I just found out that Dell is essentially doing this with some of its bundled software. My sister's copy of Nero claims to only work on the computer with which it was originally bundled. I assume it would be pretty easy to work around, but it's still annoying that they do it.
Not a dumb question at all. The images you see of the stringy stuff are actually time-lapse images (ie. still images taken once every few seconds/minutes/hours depending on your application) of the flouresence given off by GFP, or Green Flourescent Protein, attached to Alpha tubulin.
GFP is a natural protein that was originally found in the genome some sort of deep-sea fish (I forget which), but has been used by biologists for myriad purposes since then. Bascially, it's a protein, but because of the specifics of its sequence and configuration, it emits energy (flourescence) when hit with a laser at a particular wavelength. GFP was revolutionary because, while chemists can and have designed many compounds with similar properties, they are all synthetic and have to be physically attached to whatever protein you want to look at. The flourescent properties of GFP, on the other hand, are in the form of a protein, which can be added to any cell by just adding in the DNA that codes for GFP.

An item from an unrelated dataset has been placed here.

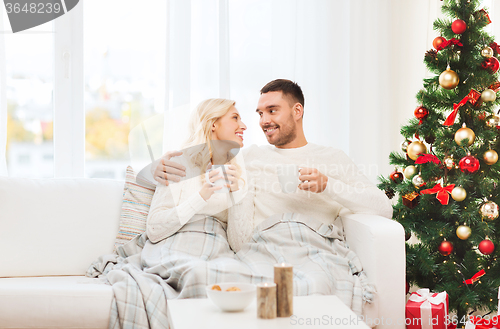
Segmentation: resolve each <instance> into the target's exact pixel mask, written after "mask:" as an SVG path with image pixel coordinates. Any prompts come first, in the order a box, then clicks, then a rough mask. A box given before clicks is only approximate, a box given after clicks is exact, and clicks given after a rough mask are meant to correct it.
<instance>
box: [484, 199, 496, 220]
mask: <svg viewBox="0 0 500 329" xmlns="http://www.w3.org/2000/svg"><path fill="white" fill-rule="evenodd" d="M479 213H480V214H481V218H482V219H489V220H494V219H497V218H498V205H497V204H496V203H495V202H493V201H486V202H485V203H483V204H482V205H481V208H479Z"/></svg>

In addition, GFP isn't very large, so you can actually make hybrid proteins that have your normal protein you want to look at and the GFP directly in sequence after it all on one piece of contiguous DNA. When it's made into a protein, you get a functional protein (although you have to test this to make sure) that has a little flourescent tag attached. So not only do the cells expressing your protein glow green, but you actually get to follow where that protein is moving in real time in the cell. People have actually taken the GFP sequence and mutated it to make flourescent proteins that are excited at other wavelengths to make YFP, CFP, RFP, etc (Yellow, Cyan, Red, etc). So if you wanted, you could make 2 or 3 proteins labeled with different colors and see what all of them were doing at the same time
The stringy stuff you see is the microtubules that attach the duplicated chromosomes along the midline and pull half of the chromosomes towards what will become one daughter cell, half to the other. The authors have taken one of the proteins that makes up these microtubules, Alpha Tubulin, and attached GFP to it in sequence. They then added that DNA to their cell lines which now express both the normal Alpha Tubulin and the GFP-Alpha Tubulin. This allows them to look at the localization of their tagged Alpha Tubulin with a normal flourescent microscope (most molecular/cell bio labs have them) without killing the cells and see what happens over time.